Queridos conciudadanos, autoridades, querida María Isabel, Encarna, concejala de Festejos, amigos todos: Me gustaría captar el ambiente marinero y amable de nuestra tierra con la emoción profunda de quien como exalcalde de esta ciudad va a intentar transmitirle a todos Vds. El sabor popular de las fiestas de San Ginés, nuestro patrono.

La ciudad de Arrecife

Cuanto me gustaría en estos momentos poseer la técnica del arqueólogo que pusiera ante vuestra vista la disección de los distintos estratos de nuestra historia, descubriendo el verdadero embrión arrecifeño; tener el arte, la pericia, la visión del artesano y del orfebre para poder mostrar cuánto se esconde tras los vericuetos de nuestros humildes callejeros.

Sería verdaderamente reconfortante poder plasmar como el pintor en el lienzo, la quietud, la policromía y la paz de una puesta de sol en una bahía inédita, donde el cristal de sus aguas se rompe en mil pedazos festoneada por múltiples arrecifes que cierran y abren sus puertas al mar entrañable que saben domesticar: Los islotes de Fermina, El Quemado, y el islote del Francés son mudos testigos de la historia de nuestra ciudad.

Me gustaría, como los Buches, como la parranda de Portonao, como las gentes de nuestro folklore, entonar cadenciosas habaneras que nos retrotraigan a épocas donde el sabor marinero de nuestras costumbres nos brinden amables recuerdos.

Quiero cantar con nuestros poetas la quietud y la paz que transmite la visión de nuestra bahía. Así lo hace entre la más tremenda desolación y la más encendida y cándida esperanza nuestra María Morales:

Esta plácida mañana
pálido está el firmamento,
y la mar con sus reflejos
luce un lago semiazul;
lejos en el horizonte
subiendo va por el cielo
como una bola de fuego
el astro lleno de luz;
sobre el espacio infinito
entre la tierra y el cielo
rápidas cruzan el cielo
nubes de aves marineras
que lanzando van
graznidos
más que cantos, son
gemidos
de las palomas del mar!
Allí dentro la bahía
barcazas, botes y lanchas
reposan duras faenas
y reparan su perfil
mientras en la lejanía
surcando va por los aires
como una estela de humo
de una pareja pesquera
que ávidos emprenden
rumbo
con ignorado destino
bajo la égida de Dios.
Al fondo nuestro Castillo
que nos vigila sereno;
las bolas del puente viejo
con sus grandes ojos
negros
por donde rielan las aguas!

Menos mística es la visión que de nuestro puerto de Arrecife nos da en este soneto José Tresguerras, poeta nacido en Arrecife en 1870

Puerto de Lanzarote cercano de arrecifes;
el del Francés de un lado, del otro Juan Rejón,
donde pesqueras naves con sus velas y esquifes
en Puerto Naos encuentran carena y provisión.
Sus casas se reflejan en el lago salino
patrimónicamente “Charco de San Ginés”
que es del mar afluyente y el reflejo marino
con sus altas y bajas, llena y baja después;
las gaviotas se esparcen en sus aguas saladas;
son aves marineras que viven habituadas
al “Charco” que les brinda reposo y amistad;
y a manera de bellas viajeras golondrinas,
regresan confiadas, cuando vuelven, cansinas,
de arriesgados cruceros sobre la inmensidad.

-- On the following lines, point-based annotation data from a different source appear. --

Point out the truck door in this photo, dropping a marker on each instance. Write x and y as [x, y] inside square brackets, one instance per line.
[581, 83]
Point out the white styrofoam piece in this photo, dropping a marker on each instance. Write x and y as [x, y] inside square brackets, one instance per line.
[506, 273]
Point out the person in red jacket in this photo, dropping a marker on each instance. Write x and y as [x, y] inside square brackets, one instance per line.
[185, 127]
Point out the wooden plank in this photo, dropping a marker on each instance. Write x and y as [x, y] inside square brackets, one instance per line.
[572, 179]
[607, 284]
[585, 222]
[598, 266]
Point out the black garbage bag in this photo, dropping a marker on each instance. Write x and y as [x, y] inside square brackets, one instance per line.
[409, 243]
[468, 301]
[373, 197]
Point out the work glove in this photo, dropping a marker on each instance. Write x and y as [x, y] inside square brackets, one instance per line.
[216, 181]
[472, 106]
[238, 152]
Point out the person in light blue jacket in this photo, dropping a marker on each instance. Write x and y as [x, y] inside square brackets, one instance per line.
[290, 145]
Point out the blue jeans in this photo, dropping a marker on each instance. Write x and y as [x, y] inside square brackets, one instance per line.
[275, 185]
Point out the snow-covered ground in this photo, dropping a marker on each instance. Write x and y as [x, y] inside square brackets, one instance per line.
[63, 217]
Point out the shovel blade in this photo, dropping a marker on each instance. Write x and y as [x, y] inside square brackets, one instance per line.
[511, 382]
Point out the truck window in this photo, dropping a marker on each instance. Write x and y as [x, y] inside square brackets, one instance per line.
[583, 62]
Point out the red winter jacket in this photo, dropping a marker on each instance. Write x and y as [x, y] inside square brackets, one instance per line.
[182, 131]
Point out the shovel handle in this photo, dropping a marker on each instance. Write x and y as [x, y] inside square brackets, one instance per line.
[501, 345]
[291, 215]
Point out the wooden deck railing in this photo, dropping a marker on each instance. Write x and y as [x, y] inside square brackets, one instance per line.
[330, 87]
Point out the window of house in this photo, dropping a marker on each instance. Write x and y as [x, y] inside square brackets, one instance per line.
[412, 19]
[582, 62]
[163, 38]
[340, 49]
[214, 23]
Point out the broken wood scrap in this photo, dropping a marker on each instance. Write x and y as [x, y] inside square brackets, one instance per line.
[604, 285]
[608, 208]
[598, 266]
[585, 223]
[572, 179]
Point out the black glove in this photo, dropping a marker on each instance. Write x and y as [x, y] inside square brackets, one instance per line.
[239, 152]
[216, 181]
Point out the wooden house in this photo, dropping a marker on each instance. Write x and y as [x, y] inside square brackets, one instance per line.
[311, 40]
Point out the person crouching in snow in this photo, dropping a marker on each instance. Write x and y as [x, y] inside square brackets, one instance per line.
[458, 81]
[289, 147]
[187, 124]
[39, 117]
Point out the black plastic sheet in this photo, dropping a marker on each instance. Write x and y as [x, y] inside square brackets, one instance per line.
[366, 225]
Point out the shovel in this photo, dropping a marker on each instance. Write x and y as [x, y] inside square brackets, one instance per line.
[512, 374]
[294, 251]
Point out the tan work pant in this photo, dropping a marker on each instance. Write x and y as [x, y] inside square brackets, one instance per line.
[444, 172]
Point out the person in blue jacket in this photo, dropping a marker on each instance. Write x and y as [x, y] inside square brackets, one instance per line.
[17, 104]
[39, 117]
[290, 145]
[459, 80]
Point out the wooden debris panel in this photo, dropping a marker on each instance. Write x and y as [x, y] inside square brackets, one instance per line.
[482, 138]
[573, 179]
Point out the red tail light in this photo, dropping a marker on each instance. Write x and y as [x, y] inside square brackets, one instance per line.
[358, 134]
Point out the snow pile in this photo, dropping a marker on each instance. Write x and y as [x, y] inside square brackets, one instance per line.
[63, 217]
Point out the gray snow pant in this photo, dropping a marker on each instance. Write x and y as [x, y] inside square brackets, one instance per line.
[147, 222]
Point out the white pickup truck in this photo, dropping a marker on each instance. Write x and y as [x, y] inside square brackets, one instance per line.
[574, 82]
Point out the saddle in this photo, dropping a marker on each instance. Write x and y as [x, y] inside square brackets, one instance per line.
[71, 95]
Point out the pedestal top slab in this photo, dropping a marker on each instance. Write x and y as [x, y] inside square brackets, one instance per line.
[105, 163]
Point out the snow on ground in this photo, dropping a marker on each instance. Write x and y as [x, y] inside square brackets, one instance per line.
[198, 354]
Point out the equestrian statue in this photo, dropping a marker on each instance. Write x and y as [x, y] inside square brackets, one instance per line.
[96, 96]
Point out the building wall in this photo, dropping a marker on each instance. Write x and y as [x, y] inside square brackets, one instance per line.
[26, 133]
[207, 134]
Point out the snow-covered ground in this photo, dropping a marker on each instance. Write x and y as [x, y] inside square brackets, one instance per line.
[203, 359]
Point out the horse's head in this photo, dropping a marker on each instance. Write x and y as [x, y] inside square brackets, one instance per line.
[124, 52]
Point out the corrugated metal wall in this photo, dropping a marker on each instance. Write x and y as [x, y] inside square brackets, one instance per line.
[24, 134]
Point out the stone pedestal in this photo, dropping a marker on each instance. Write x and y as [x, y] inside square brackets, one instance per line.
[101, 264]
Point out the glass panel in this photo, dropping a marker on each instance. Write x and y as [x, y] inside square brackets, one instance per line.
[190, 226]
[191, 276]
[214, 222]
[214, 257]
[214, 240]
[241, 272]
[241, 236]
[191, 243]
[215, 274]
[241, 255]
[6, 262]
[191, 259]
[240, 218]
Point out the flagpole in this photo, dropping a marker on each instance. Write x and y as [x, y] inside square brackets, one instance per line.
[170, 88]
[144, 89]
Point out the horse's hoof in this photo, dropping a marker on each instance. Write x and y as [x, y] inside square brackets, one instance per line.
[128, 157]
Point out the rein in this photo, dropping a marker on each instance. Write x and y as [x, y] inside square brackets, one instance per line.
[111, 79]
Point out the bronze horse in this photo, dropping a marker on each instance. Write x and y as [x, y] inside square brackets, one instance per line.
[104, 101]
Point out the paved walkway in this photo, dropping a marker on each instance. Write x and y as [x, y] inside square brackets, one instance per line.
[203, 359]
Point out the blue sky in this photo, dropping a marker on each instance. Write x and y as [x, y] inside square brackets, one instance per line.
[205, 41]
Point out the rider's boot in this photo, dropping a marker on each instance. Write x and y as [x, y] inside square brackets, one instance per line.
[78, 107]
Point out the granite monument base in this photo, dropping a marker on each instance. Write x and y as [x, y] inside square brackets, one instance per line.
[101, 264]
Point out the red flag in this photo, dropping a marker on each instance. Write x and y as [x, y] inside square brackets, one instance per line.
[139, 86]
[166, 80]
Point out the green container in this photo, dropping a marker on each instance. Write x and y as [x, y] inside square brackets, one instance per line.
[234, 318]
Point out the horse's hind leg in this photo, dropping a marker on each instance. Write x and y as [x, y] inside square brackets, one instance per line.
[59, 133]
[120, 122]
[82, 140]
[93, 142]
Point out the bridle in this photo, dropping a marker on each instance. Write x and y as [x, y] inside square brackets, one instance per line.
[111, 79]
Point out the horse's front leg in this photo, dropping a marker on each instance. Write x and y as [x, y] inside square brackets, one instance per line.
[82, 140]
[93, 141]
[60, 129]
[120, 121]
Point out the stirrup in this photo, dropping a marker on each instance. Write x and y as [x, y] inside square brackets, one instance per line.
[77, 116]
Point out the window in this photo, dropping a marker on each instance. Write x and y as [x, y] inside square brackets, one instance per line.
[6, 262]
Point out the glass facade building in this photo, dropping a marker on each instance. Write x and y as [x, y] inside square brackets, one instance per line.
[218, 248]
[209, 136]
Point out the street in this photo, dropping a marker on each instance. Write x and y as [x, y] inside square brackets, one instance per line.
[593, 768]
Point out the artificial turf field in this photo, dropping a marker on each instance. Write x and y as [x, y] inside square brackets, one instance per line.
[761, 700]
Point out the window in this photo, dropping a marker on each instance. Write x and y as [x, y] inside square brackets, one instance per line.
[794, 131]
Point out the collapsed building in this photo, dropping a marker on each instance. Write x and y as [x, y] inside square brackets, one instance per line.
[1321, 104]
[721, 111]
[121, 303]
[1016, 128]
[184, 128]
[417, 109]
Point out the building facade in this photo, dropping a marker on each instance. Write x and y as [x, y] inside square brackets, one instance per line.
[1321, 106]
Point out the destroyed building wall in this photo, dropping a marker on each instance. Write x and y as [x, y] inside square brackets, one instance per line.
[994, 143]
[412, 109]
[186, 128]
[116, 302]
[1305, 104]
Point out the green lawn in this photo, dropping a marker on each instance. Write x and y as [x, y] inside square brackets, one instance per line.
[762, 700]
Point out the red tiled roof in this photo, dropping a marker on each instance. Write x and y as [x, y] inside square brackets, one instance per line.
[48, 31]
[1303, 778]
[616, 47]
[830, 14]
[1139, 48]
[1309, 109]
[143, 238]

O bien cantar al Puerto de Naos como lo hace Guillermo Topham:

Trozos de mar en ecos de silencio,
llenan de paz la luz de tu ribera,
besándose los dos en la quimera,
de un puro y dulce amor que yo presencio.
En ese lecho azul de agua de cielos
que acarician las sales y las brumas
duermen su noche blanca las espumas
entre foques y jarcias de veleros.
Rompe la luz el sueño de la noche
naciendo limpia y pura la mañana;
siempre de cara al mar sin un reproche
el pailebot despliega su mesana
para poner así brillante broche
a su ventura heroica y sobrehumana.

No podríamos seguir de largo sin mencionar el vanguardista poema acróstico que Agustín Espinosa en su obra “Lancelot 28º 7’ ” dedica al Puerto de Naos retratándolo con doce metáforas que son como doce instantáneas poéticas captadas por el flash de su fantasía:

Pensión de veleros.
Ulcera de débil.
Exposición de mástiles.
Redondel azul-plata.
Taller de Lorena.
Oasis de océano.
Diccionario de jarcias.
Espejito de calle de la Luna.
Niñez de lago.
Aprendiz de puerto.
Oficina de África.
Sabañón endémico del Atlántico.

Podría ser esclarecedor rememorar con ustedes el Arrecife incipiente, magníficamente descrito por Agustín de La Hoz en su libro “Lanzarote”:

“De la belleza litoral de Arrecife poco se ha dicho, siendo, como es, vigorosa acuarela de pura y clásica plasticidad. Su cielo anda siempre sin brumas, con luces sólidas, con reflejos estables en su mar que antoja un puñado de medallas sembradas a voleo sobre la orilla. ¡Y allá el Atlántico tenebroso, veces negros, otras infinitamente azul”.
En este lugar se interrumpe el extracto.